From Bergen Evans & Cornelia Evans, A Dictionary of Contemporary American Usage (1957):
need; necessity; want Need and necessity are nouns which designate a lack or a demand which must be filled. Need, a word of Old English origin, has connotations which give it a strong emotional appeal) (A friend in need is a friend in deed. I had most need of blessing;, and "Amen" / Stuck in my throat. O, reason, not the need! Our basest beggars / Are in the poorest thing superfluous). Necessity, a word of Latin origin, is more formal and impersonal; or objective. Though much stronger than need in expressing urgency or imperative demand, it is less effective in appealing to the emotions (Necessity is the mother of invention. The art of our necessities is strange, / That can make vile things precious). ...
From William Morris & Mary Morris, Harper Dictionary of Contemporary Usage, second edition (1985):
necessity/need Necessity can be followed by either "of" or "for," as in "There is no necessity for (or of) alarming him at this time." An infinitive is never used after necessity; rather, need is used with an infinitive, as in "There is no need to alarm him at this time." Since necessity and need are synonymous, there is little logic to this. It is simply a matter of idiom.
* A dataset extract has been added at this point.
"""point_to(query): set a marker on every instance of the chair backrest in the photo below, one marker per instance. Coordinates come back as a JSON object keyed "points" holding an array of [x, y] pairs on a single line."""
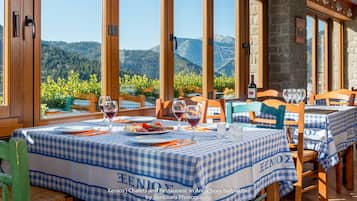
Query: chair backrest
{"points": [[336, 98], [15, 152], [299, 109], [269, 94], [163, 109], [257, 107], [210, 103], [137, 99], [85, 102]]}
An Ngram chart of "no necessity for" (red line) versus "no necessity of" (blue line) versus "no necessity to" (green line) for the period 1700–2019 suggests that "no necessity to" has been in idiomatic English use for centuries:
But the key point in Morris & Morris's treatment of the entry for necessity/need is the assertion that "necessity and need are synonymous." Coming after the numerous efforts to distinguish the two terms from one another, this matter-of-fact statement that the two words mean the same thing is a bit startling—but I think it is true for most English speakers.
Some nuanced speakers and writers seem clearly aware of a greater intensity, longevity, or motivating force of necessity in comparison with need. Others are more fitful in their awareness of any distinction in sense or overtone between the two words—or simply use them interchangeably.
In trying to distinguish between close synonyms, you should bear in mind that most people who grow up speaking a language acquire their understanding of what the words mean more or less osmotically—especially in the case of common words that they are likely to have encountered (and used themselves) from a fairly early age. They don't start out by consulting a dictionary and trying to apply the meanings they find there to the situation they want to talk about. For this reason, it is difficult to estimate with any confidence the extent to which real-world usage ever abided by the definitions and distinctions that lexicographers and usage experts recorded and prescribed through the years.